Il terreno arido e silenzioso dell’Oromia; rami di alberi scheletrici che si protendono verso il cielo grigio; mandrie di capre e cammelli che avanzano in cerca di vita. In cerca d’acqua.
Così inizia The Well (Il pozzo), documentario proiettato in anteprima, non casualmente, in questi giorni a Roma. Il film mostra la dura vita dei Borana nel villaggio di Erder, nella regione di Oromia: questa tribù africana, tutt’altro che sprovveduta e incolta, è stata in grado di tramandare e conservare per secoli un’antica sapienza che sopravvive, con difficoltà, tutt’oggi: scavare a mano pozzi profondi decine di metri per raggiungere l’acqua. E intorno all’acqua ruota tutta la loro vita: l’aba erega (il guardiano del pozzo) spiega alle telecamere come lui sia il responsabile di ciò che accade nel pozzo. C’è una rigida gerarchia da rispettare, se si vuol bere. Sono tassativamente vietati litigi e baruffe presso il pozzo. Pena: il sacrificio di uno dei capi di bestiame. E anche il bestiame, per i Borana è tutto. Ma i cambiamenti climatici ritardano l’arrivo delle piogge, e gli animali muoiono. I giovani emigrano verso le città. Gli aiuti umanitari sono presenti, ma non sono poi in grado di smaltire cumuli di spazzatura che si disperdono in tutto il deserto. In questo contesto di generale degrado socio-culturale, i Borana hanno conservata integra una verità che l’uomo occidentale stenta a comprendere: l’acqua è un bene di tutti. Non si può commerciare con l’acqua, tutti hanno diritto di bere. Ed è per questo che continuano a sopravvivere i pozzi cantanti: ogni mattina diversi uomini si tuffano nel pozzo, suddiviso in tre o quattro livelli – piani, se vogliamo – e, con l’aiuto di secchi di plastica, trasportano l’acqua in una vasca dove gli animali possono dissetarsi. Il duro lavoro è allietato da antiche canzoni che aiutano gli uomini a tenere ritmo, quando il sole arroventa e la fame è tanta. I Borana, nonostante vivano in una delle regioni più aride della terra, non negano l’acqua a nessuno: se i pozzi dei clan loro vicini vengono chiusi o intasati da cedimenti del terreno, i Borana permettono agli sventurati di attingere l’acqua dai propri pozzi. Basta che l’aba erega sia avvisato col giusto anticipo. Dissetarsi dal pozzo senza permesso, equivale a commettere uno stupro: in entrambi i casi una violazione. Di pari gravità.

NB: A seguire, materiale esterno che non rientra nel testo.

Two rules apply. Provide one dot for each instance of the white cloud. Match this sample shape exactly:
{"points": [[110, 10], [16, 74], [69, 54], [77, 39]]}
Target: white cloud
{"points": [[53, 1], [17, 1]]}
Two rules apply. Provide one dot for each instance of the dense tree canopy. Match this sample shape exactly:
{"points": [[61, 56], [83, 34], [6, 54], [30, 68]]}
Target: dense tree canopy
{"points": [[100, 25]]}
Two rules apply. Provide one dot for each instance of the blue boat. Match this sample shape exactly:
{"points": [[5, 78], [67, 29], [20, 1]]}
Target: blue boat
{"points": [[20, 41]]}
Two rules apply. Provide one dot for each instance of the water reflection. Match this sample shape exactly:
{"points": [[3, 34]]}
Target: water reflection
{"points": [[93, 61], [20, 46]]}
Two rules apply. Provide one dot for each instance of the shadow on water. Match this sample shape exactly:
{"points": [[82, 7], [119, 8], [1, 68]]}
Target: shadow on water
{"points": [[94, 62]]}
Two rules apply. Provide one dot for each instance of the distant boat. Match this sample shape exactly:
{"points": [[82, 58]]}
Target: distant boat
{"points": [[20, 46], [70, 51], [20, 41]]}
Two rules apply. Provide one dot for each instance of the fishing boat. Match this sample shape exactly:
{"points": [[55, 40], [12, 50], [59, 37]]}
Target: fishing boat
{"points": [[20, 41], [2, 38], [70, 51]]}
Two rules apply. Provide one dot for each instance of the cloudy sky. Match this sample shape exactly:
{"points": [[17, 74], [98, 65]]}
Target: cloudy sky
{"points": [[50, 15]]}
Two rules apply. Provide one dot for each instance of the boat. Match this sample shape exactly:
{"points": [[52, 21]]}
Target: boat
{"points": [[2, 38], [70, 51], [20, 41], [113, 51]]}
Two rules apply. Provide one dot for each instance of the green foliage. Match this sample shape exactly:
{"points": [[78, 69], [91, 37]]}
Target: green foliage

Da una parte, i pozzi cantanti. Dall’altra, i pozzi meccanici alimentati a benzina che trasportano in superficie, su apposite carrucole, l’acqua sufficiente. Il lato positivo è che, coi pozzi meccanici, c’è una minore contaminazione (nei pozzi cantanti, gli uomini si immergono nell’acqua che poi andranno a bere); il lato negativo, è che i pozzi meccanici costano. E dietro si sviluppa spesso e volentieri un vero e proprio business: attraverso la corruzione, il denaro speso per azionare il pozzo meccanico sparisce, e così non si può acquistare benzina che rimetta in funzione il pozzo. Ai Borana non piace bere da questi pozzi “capitalisti”, ma, quando si ha sete, va bene tutto.
Mentre in tutto il mondo sono in atto interventi per un controllo privato delle risorsi idriche e l’accesso all’acqua potabile non è ancora considerato un diritto fondamentale dell’Uomo, i Borana meritano una particolare attenzione per la loro straordinaria capacità di garantire un accesso generale e indiscriminato ai loro pozzi in uno dei luoghi più inospitali della terra abitata.